Move fast, forever: understanding the three pillars of sustainability

If you ask business leaders if they want to move fast the answer will be yes. It will likely be accompanied with a bit of confusion: who would want to move slowly? If you ask the same people if they’d like to move faster the answer will most likely be the same. The world is in constant change, and so is the competition. This is especially true with software being increasingly embedded into the core of most company’s offerings.

What allows some companies in this space to move faster than others? Why do some companies hit a wall while others maintain momentum? While there is no silver bullet to success, a major factor is how well they are able to manage their technologies long-term.

The Three Pillar Model of Technology

A sustainable model can be described using three core pillars: growth, support, and stability. Think of these pillars as needs that must be balanced like the legs of a three-legged stool.

The first pillar is growth. In order to grow, you build: fresh product features, initiatives, marketing campaigns. The implementation of new or improved offerings is necessary to retain customers and create competitive moats. The second pillar is driven entirely by the first, and that is the need for support. This could be customers needing answers to ambiguity or reporting issues that need to be addressed. These needs scale with continued investment in the first pillar because the more ways a user can interact with your organization, the more potential there is for user or system error. 

Almost all day-to-day operations are in service of one of these two pillars. Logistics are a customer support mechanism, while analytics and reporting exist to inform growth. That means the third pillar, stability, is often invisible because it is entirely dedicated to supporting the other two.

The Forgotten Pillar: Stability

Stability work means continuous investment in keeping systems running smoothly so that all other operations remain uninterrupted. In order to manage this effectively it’s valuable to understand two primary areas where complexity compounds and how that impacts support: bugs and system design.

1. System Bugs
There is a standard acceptable number of bugs in software, and it’s not zero. Coverity, a code analysis tool by Synopsys, indicates a defect density for good quality software to be 1.0 defects per 1,000 lines of code. In Code Complete, Steve McConnell believed that number is closer to 15 to 50 errors per 1,000 lines of delivered code. Considering your average software can consist of tens to hundreds of thousands if not millions of lines of code, this adds up quickly. 

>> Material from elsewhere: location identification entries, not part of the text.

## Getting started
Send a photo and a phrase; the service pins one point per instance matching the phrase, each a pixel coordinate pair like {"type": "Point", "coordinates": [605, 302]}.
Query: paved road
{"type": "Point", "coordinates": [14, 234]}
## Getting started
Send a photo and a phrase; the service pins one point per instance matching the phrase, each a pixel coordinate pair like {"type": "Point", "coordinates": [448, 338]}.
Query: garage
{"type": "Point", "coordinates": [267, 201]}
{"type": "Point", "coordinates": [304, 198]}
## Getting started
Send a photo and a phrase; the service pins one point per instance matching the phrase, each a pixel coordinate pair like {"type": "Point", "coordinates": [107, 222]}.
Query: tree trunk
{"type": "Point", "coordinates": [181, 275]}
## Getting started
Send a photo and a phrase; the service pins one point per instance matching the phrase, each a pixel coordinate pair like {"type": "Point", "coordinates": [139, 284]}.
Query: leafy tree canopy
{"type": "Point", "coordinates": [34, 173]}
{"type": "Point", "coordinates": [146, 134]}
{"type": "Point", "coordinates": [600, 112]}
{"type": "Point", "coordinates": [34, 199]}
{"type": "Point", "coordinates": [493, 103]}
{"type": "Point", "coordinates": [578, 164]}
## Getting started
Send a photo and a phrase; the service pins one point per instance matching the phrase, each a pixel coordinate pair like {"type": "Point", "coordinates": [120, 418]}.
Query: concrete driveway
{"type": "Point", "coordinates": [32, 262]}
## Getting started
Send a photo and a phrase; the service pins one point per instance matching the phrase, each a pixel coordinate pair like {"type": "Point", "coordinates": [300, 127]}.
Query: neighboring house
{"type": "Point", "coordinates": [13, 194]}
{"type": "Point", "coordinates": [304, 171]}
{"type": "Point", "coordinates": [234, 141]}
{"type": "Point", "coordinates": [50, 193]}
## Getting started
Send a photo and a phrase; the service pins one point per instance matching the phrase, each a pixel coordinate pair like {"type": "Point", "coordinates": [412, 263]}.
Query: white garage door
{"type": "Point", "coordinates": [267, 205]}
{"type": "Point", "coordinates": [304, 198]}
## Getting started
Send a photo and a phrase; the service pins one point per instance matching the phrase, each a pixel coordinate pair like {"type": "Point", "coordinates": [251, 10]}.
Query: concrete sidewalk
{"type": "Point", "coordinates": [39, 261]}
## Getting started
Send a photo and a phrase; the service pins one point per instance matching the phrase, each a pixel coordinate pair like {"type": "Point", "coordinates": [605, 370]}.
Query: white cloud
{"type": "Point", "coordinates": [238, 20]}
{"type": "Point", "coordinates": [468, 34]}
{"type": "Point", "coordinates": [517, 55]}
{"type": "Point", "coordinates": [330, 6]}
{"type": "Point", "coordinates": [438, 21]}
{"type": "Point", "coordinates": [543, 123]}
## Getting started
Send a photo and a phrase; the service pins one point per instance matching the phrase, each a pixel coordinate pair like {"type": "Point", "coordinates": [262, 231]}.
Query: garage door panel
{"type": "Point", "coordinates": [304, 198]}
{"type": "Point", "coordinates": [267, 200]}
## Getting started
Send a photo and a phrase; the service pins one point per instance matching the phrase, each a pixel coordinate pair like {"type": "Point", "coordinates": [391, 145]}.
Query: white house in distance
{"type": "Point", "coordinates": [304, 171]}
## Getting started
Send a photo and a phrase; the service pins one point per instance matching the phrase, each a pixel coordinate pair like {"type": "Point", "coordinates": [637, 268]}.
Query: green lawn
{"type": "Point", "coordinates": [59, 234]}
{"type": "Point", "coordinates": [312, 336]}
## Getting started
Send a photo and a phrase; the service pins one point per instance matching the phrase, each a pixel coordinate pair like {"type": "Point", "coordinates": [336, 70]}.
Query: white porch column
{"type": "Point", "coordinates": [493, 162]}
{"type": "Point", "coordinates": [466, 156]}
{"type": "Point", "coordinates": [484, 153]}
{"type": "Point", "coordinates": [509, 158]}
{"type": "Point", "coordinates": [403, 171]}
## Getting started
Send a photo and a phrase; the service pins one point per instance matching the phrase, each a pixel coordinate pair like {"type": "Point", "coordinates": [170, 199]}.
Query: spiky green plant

The number of bugs passing production to end users is called the defect escape rate. Each organization has a different tolerance. A high tolerance allows companies to move fast and stay competitive in the short term. This was embodied organizationally by Facebook’s original mantra “move fast and break things.” The opposite is seen in NASA: its operations are prioritized around ensuring no bug ever makes it into a situation where it could cost lives. This was well detailed in the iconic “They Write the Right Stuff” by Charles Fishman.

Defect management is a good example of balancing the pillars. Growth introduces bugs, support identifies and works around the existence of them, and stability work removes them to reduce the burden on support and ensures that the problems don’t compound. Organizations that aim for long-term growth embrace bugs as a reality and define processes that incorporate bug fixes into their work cycles. They invest in reworking areas of the system that consistently introduce bugs. This is stability work that comes at the cost of short-term growth as a trade off for long-term success.

2. System Design
System design is another area of complexity management where the pillars need to be balanced. Most systems in fast-moving companies are designed to only solve today's problems. This is often intentional, and happens for two reasons: the more systems are built for eventualities, the more complex they are from day one; and the more a system is designed into the future, the more likely it is to be wrong. 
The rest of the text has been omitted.